Corporate sponsors would start proactively making inquiries about partnering with this club, safe in the knowledge that their sponsoirpship dollars are not likely to be tarnished by off-field issues and dragged through the back pages of the sport section.
Players from across the league who are serious about winning, serious about their performance and serious about their off-field commercial opportunities both now and post-career would be lining up to join this team.
Junior players coming through the ranks would have exemplorary behaviour as they would be under no illusion that anything less would result in them not being offered a senior contract.
This team would have created a competitive advantage over the rest of their peers – all by focusing on culture, behaviour and standards first, and winning second.
I know this sounds radical but in reality its not.
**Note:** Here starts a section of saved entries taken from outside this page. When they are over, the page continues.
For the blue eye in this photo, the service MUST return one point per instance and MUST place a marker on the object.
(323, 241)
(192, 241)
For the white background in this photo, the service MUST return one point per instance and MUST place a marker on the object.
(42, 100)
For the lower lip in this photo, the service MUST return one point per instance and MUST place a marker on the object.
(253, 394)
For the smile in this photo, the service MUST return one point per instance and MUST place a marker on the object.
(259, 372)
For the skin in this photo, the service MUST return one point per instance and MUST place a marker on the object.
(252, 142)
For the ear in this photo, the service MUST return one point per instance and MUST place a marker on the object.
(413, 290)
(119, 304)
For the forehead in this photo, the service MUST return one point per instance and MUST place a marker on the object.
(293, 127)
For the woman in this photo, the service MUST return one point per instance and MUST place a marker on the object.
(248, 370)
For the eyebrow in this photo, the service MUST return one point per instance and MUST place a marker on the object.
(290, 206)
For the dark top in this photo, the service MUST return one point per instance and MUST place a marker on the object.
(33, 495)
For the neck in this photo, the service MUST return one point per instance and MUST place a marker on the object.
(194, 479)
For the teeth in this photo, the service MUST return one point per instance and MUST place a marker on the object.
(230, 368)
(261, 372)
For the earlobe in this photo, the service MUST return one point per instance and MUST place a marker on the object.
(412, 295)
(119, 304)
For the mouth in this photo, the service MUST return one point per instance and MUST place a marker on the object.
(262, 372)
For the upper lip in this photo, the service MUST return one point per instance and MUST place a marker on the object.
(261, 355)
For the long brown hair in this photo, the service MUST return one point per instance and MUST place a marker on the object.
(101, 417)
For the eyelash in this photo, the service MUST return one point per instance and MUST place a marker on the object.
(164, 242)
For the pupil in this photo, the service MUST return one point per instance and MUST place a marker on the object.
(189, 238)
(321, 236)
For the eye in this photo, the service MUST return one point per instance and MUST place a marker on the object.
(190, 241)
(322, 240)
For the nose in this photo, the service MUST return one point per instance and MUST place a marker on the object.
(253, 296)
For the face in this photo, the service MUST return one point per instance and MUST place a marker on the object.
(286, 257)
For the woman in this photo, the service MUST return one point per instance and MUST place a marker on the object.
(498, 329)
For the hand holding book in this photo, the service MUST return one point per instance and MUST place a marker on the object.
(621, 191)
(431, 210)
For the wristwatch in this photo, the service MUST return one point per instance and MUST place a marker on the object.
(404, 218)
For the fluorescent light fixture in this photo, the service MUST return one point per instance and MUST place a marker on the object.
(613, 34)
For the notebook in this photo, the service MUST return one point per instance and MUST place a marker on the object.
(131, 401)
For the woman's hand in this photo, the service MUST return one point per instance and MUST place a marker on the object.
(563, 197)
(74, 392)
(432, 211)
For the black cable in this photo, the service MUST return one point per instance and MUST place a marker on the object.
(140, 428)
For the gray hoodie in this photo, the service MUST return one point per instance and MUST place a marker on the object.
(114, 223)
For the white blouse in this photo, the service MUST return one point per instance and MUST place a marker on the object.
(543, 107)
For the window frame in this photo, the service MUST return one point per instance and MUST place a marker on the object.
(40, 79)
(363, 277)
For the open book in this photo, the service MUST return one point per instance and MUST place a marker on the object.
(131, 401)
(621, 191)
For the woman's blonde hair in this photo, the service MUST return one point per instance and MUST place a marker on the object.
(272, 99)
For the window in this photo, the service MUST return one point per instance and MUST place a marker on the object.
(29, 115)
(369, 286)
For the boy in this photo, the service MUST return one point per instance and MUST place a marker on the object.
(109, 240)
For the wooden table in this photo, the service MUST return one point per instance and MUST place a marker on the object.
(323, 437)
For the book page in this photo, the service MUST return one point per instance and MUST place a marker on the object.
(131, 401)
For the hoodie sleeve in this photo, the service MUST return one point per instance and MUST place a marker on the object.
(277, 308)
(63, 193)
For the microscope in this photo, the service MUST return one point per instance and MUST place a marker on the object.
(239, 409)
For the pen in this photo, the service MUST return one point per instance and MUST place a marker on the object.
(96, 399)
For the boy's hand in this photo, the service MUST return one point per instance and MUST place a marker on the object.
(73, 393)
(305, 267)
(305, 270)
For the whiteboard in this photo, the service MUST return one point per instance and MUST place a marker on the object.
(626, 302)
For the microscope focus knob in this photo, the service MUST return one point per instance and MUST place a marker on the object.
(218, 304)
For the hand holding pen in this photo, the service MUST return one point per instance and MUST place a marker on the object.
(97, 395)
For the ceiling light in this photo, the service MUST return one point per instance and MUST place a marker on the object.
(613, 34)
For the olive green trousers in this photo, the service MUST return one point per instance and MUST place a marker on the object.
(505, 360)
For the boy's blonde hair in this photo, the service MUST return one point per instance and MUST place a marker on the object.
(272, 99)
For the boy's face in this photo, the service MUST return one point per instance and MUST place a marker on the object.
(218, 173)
And you know what? I’m willing to bet that this strategy would pay off long term in on-field performance too.
I think it’s about time a brave CEO, with support from their Board, took a stand and departed from the norm. No more making excuses, flying offenders off to Thailand for a paid holiday (sorry, rehab) and returning them back to the same environment, same standards and same ‘good’ support crew but hoping for a different outcome.
In corporate circles, companies are ridiculed by the media and public, and depending on the industry hammered by investors or regulators when they let poor behaviour go unchecked the expense of results. And for good reason. As a result, corporate Australia is getting much better at dealing with integrity scandals and making it difficult for rogues to exist, never mind prosper.
At its core, the small percentage of bad boys across the NRL continue to be bad boys because they know they will be given a third, fourth and fifth chance. They know that they can get another contract registered.
All they need to do is ask for a release, go to a rehab facility offshore and wait for it to die down before another club is willing to take a punt on them, and NRL HQ will register their contract. Worst case they depart Australia for a few short years, earn millions in cashed up overseas leagues and return to resume their career.
And this small percentage of bad apples are the ones spoiling it for the rest of the league.
It’s time to place a higher premium on behaviour, culture and engagement and have faith that it will result in a much better organisation, team and the ultimate goal for any NRL team – a premiership.